The D-Prize competition, which will award selected social entrepreneurs with US$20,000 to launch a pilot of a programme that could solve distribution problems in Africa and other developing regions, has opened for applications.
The competition is aimed at entrepreneurs starting social enterprises in the developing world solving D-Prize distribution problems in a number of sectors, which include female education, energy, governance and health.
D-Prize will fund between 10 and 15 entrepreneurs to pilot their projects, but will prioritise organisations less than one year old, with less than US$100,000 in prior funding and piloting new distribution-focused initiatives.

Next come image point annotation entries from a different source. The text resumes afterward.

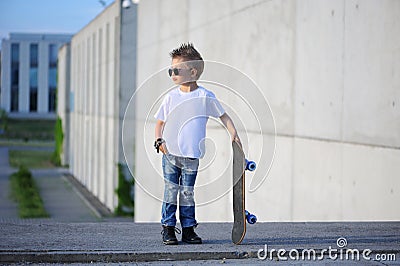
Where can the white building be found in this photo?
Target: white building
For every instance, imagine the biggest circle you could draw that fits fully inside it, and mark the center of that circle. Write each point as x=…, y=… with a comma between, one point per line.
x=95, y=86
x=29, y=74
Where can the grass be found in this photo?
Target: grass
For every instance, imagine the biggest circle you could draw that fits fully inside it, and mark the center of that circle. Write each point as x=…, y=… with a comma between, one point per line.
x=25, y=192
x=29, y=129
x=30, y=159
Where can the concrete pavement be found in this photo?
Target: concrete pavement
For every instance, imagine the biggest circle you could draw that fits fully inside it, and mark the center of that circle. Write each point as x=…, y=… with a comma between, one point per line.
x=51, y=242
x=75, y=234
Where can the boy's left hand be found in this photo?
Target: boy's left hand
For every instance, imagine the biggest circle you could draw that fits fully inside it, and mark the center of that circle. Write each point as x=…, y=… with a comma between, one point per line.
x=237, y=140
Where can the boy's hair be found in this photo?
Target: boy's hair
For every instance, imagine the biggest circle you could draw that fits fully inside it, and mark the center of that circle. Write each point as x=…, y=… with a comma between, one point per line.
x=189, y=53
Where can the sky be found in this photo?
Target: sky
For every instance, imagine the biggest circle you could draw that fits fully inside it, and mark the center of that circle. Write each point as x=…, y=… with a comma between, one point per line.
x=47, y=16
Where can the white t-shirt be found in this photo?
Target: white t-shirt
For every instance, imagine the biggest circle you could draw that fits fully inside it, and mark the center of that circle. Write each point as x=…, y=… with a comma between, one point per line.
x=185, y=115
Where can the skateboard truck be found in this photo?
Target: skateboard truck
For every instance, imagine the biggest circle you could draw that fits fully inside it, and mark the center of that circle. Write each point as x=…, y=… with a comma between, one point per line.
x=250, y=165
x=250, y=218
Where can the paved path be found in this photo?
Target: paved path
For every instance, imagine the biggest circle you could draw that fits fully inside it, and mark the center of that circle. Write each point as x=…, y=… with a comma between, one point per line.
x=60, y=199
x=134, y=242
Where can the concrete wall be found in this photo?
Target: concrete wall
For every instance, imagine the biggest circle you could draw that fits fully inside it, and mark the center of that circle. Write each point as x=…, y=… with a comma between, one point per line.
x=63, y=95
x=95, y=113
x=102, y=80
x=331, y=73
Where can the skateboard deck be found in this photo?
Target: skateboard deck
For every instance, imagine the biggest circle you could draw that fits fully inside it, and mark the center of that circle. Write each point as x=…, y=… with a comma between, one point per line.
x=239, y=212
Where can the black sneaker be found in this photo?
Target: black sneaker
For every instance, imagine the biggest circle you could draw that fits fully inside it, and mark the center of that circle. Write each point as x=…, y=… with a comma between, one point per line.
x=168, y=234
x=189, y=236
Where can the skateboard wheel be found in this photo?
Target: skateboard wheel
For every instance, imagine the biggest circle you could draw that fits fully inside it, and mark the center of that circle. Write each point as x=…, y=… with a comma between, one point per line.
x=250, y=218
x=250, y=165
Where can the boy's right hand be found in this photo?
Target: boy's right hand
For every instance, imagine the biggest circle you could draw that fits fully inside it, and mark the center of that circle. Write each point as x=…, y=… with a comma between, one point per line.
x=159, y=145
x=163, y=148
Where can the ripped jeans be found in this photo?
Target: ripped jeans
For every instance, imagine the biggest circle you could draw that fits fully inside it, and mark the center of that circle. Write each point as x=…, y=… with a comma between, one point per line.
x=179, y=178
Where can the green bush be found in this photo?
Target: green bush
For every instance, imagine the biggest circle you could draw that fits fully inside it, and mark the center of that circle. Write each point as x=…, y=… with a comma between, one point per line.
x=124, y=192
x=58, y=136
x=25, y=192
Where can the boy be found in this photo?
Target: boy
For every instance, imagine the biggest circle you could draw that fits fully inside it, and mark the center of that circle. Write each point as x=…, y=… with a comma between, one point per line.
x=180, y=132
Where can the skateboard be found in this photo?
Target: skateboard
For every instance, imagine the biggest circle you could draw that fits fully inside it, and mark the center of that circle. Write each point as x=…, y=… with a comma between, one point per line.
x=240, y=214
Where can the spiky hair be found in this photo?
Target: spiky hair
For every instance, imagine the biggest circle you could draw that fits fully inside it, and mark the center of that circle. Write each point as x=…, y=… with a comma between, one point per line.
x=189, y=53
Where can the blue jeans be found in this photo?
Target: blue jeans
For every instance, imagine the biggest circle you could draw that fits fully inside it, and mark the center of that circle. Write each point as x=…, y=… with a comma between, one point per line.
x=179, y=178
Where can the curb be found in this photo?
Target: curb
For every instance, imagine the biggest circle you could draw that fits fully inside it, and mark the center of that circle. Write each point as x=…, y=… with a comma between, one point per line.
x=129, y=256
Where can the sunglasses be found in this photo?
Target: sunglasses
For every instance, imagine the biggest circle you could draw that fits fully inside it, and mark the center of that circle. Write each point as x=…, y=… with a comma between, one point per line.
x=176, y=71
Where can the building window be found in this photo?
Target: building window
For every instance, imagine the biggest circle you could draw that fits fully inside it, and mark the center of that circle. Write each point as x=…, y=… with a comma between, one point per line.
x=53, y=55
x=52, y=77
x=33, y=77
x=14, y=77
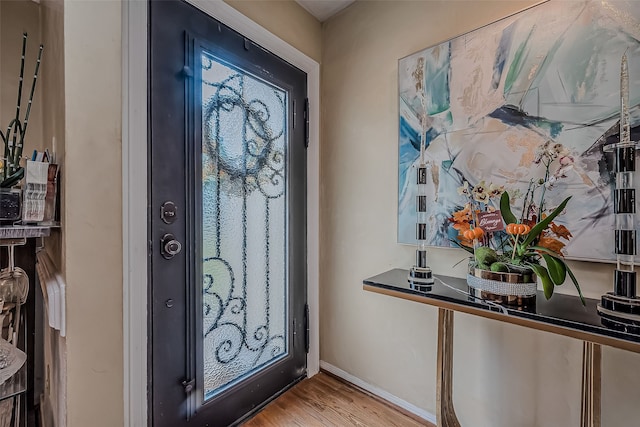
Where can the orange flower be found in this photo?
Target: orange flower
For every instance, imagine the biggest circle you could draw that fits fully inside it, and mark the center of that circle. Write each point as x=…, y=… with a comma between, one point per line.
x=462, y=216
x=561, y=231
x=552, y=244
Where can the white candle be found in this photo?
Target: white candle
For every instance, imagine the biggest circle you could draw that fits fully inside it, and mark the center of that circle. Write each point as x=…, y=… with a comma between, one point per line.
x=624, y=101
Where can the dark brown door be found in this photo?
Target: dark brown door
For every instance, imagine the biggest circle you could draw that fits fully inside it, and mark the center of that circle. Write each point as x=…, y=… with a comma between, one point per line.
x=227, y=213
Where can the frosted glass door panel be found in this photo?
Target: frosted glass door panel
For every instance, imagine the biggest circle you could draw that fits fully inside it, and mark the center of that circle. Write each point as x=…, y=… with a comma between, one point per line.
x=244, y=214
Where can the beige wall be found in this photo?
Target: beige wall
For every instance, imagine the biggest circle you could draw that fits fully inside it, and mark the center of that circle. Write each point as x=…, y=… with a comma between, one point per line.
x=505, y=376
x=53, y=135
x=287, y=20
x=18, y=17
x=92, y=182
x=92, y=179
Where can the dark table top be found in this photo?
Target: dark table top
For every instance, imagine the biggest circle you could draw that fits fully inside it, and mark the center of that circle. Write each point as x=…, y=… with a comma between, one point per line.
x=562, y=314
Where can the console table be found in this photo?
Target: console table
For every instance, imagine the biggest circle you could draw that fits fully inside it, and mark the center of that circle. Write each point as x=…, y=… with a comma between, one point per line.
x=562, y=314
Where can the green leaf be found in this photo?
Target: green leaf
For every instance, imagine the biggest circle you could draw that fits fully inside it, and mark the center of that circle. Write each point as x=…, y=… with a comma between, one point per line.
x=505, y=209
x=575, y=282
x=557, y=269
x=547, y=284
x=539, y=227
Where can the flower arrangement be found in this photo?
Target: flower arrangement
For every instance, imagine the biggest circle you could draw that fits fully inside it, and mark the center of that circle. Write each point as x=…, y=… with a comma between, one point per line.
x=531, y=241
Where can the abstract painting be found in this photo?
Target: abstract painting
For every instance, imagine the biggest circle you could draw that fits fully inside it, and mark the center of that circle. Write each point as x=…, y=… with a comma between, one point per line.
x=488, y=101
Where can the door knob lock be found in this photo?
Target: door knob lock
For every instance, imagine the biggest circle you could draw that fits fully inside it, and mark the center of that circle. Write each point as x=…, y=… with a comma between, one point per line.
x=169, y=246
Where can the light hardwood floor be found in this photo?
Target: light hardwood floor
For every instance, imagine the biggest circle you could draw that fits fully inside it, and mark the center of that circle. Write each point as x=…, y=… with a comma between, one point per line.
x=324, y=400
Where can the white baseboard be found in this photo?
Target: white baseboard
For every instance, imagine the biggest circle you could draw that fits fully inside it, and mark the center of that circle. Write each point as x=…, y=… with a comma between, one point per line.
x=428, y=416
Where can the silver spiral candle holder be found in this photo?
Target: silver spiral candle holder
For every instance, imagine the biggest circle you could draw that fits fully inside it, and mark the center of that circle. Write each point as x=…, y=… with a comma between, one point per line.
x=420, y=277
x=620, y=309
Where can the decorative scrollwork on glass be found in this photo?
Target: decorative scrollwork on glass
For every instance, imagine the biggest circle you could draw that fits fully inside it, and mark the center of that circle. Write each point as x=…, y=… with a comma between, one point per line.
x=244, y=222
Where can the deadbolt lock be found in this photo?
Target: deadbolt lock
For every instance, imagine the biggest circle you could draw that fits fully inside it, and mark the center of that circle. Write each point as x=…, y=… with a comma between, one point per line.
x=169, y=246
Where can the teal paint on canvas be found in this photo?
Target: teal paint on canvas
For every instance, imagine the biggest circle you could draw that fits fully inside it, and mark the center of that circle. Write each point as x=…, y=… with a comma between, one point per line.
x=494, y=95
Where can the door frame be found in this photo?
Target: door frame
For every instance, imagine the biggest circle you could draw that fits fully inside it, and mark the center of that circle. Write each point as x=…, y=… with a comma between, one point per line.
x=134, y=188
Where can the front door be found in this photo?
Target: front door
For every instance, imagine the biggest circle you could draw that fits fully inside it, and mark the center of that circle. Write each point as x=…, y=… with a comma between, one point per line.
x=227, y=221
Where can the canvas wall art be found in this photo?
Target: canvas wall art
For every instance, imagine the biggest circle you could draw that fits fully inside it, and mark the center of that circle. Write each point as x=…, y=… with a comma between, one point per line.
x=495, y=100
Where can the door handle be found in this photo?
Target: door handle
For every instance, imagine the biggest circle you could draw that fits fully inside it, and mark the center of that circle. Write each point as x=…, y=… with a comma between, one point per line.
x=169, y=246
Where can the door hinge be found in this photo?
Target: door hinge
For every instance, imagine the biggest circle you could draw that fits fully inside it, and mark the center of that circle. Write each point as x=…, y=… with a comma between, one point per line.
x=306, y=123
x=306, y=328
x=295, y=114
x=188, y=385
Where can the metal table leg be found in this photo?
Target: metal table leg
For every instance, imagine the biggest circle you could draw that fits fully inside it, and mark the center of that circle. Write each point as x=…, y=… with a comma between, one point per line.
x=591, y=371
x=445, y=412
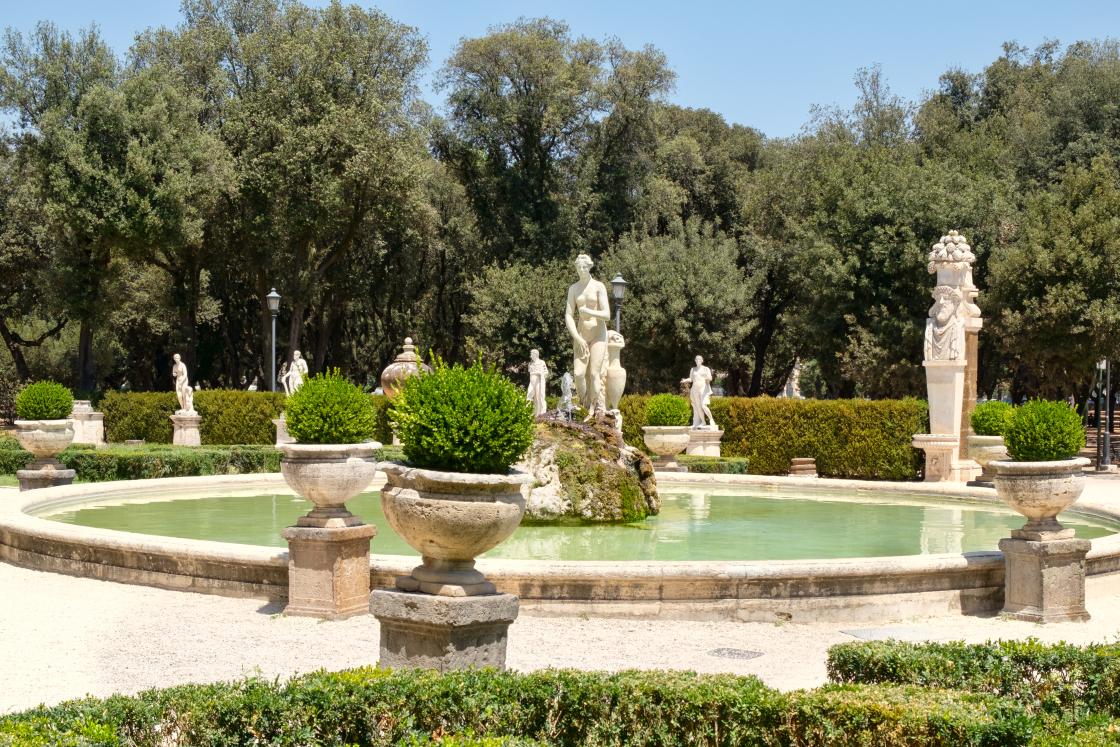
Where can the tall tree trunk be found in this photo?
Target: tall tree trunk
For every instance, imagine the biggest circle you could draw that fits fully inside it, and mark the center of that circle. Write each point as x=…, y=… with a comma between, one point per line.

“The world has solutions to poverty. Can you distribute them to those in need?” D-Prize said in its call to action. “Our world has already invented many effective poverty solutions, but sadly most fail to reach actual people in need. Millions of lives would improve if people had access to proven energy, education, health, and other interventions. Can you start a new social enterprise and solve this problem?”
The organisers said D-Prize is a call to the world’s boldest entrepreneurs, and that it would help entrepreneurs whose pilots proved successful to find further funding.
Applicants have until December 30 to submit their projects, after which the top five per cent will be asked to submit a full 10-page proposal. Full plans are due within four weeks of being invited to submit.
Top entrepreneurs will be interviewed by judges, with the winners receiving up to US$20,000, mentorship and other support as they launch their programmes.